In related embodiments, the implant may include an anchor. The anchor may be a keel, peg, nub, and/or rod. The implant may include a bearing surface component for receiving a femoral condyle. The bearing surface component may include ceramic(s), metal(s), polymer(s) and/or ceramic-metal composite(s). The polymer may include UHMWPE. The bearing surface may be at least partially derived from patient-specific data of a tibial plateau including subchondral bone, cortical bone, normal and/or diseased cartilage, one or more femoral condyles including subchondral bone, cortical bone, normal and/or diseased cartilage. The patient-specific data may be obtained from an image of a femoral condyle or a tibial plateau or a first or an opposing second articular surface. The body may include polymer(s), ceramic(s), metal(s) and/or ceramic-metal composite(s). The contour of the outer edge may be derived from patient-specific data. The patient-specific data may be obtained from an image of a proximal tibial end. The implant may have a thickness of about 3 to 15 mm. The method may further include obtaining an image of at least a portion of the tibial plateau, and deriving the outer edge of the implant based, at least in part, on the image. The inner edge of the implant may be adapted to span across the tibial plateau. The undersurface of the implant may be flat or curved. The undersurface and/or the top surface of the implant may be at an angle other than 90 degrees relative to the sagittal or coronal axis of the tibia or the biomechanical axis.
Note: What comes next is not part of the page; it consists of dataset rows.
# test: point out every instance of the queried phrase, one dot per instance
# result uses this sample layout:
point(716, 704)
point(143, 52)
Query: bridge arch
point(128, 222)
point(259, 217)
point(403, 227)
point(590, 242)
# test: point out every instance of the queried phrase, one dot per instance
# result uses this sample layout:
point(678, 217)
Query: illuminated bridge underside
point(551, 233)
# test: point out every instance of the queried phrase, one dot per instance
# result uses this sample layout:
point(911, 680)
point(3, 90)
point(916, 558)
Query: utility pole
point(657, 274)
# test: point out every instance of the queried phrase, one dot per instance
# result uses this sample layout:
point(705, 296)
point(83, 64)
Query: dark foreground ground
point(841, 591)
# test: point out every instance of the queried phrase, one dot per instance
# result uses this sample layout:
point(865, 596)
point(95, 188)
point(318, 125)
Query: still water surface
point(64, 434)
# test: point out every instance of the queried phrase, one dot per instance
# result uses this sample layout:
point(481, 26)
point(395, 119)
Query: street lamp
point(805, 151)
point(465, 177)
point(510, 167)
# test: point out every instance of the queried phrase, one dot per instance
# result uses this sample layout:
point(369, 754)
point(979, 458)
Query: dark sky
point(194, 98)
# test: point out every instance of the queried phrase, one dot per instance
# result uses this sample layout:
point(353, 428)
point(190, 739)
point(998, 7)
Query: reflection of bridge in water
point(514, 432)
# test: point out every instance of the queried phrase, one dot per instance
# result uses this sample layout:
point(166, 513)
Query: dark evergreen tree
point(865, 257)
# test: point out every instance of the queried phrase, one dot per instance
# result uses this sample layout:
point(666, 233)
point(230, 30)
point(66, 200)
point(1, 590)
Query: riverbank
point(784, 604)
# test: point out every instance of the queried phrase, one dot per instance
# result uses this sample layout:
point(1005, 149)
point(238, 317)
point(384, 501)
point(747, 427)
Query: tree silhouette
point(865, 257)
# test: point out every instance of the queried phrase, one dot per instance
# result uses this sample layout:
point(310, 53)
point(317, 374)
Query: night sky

In accordance with another embodiment, the implant may include a body having a bearing surface, a tibial interface, an inner edge, and an outer edge that substantially matches the contour of the outer edge of a patient's tibial plateau.
Any implant, e.g. in a knee, hip, shoulder or other joint, may be made of a single material, e.g. polyethylene. The implant may also be made using two materials, e.g. a metal backing and a polyethylene insert. The polyethylene insert may be locked inside the metal backing using standard locking mechanisms as are known in the art.
In accordance with related embodiments, the implant may include an anchor for securing the implant. The anchor may be a keel, peg, nub, and/or rod. Portions of the implants, e.g. the pegs or keel or portions of the bone facing surface may be porous coated. The undersurface of the implant may include cement pockets. The cement pockets may be open at the external margin of the implant to interface with the endosteal bone of the cut tibial plateau or the cut surface along a potential vertical cut, when used. The implant may further include a bearing surface component for receiving a femoral condyle. The bearing surface component may include a ceramic(s), metal(s), polymer(s) and/or ceramic-metal composite(s). The polymer may include UHMWPE. The bearing surface may be at least partially derived from patient-specific data of a femoral condyle or a tibial plateau or it may reflect the shape or be a mirror image of aspects of the external geometry of the femoral bearing surface, e.g. in different flexion or extension angles. The patient-specific data may be obtained from an image of a femoral condyle or a tibial plateau. The body may include polymer(s), ceramic(s), metal(s) and/or ceramic-metal composite(s). The contour of the outer edge may be derived from patient-specific data. The patient-specific data may be obtained from an image of a proximal tibial end. The outer periphery of the tibial interface may be adapted to substantially rest on cortical bone. The implant may have a thickness of about 3 to 15 mm.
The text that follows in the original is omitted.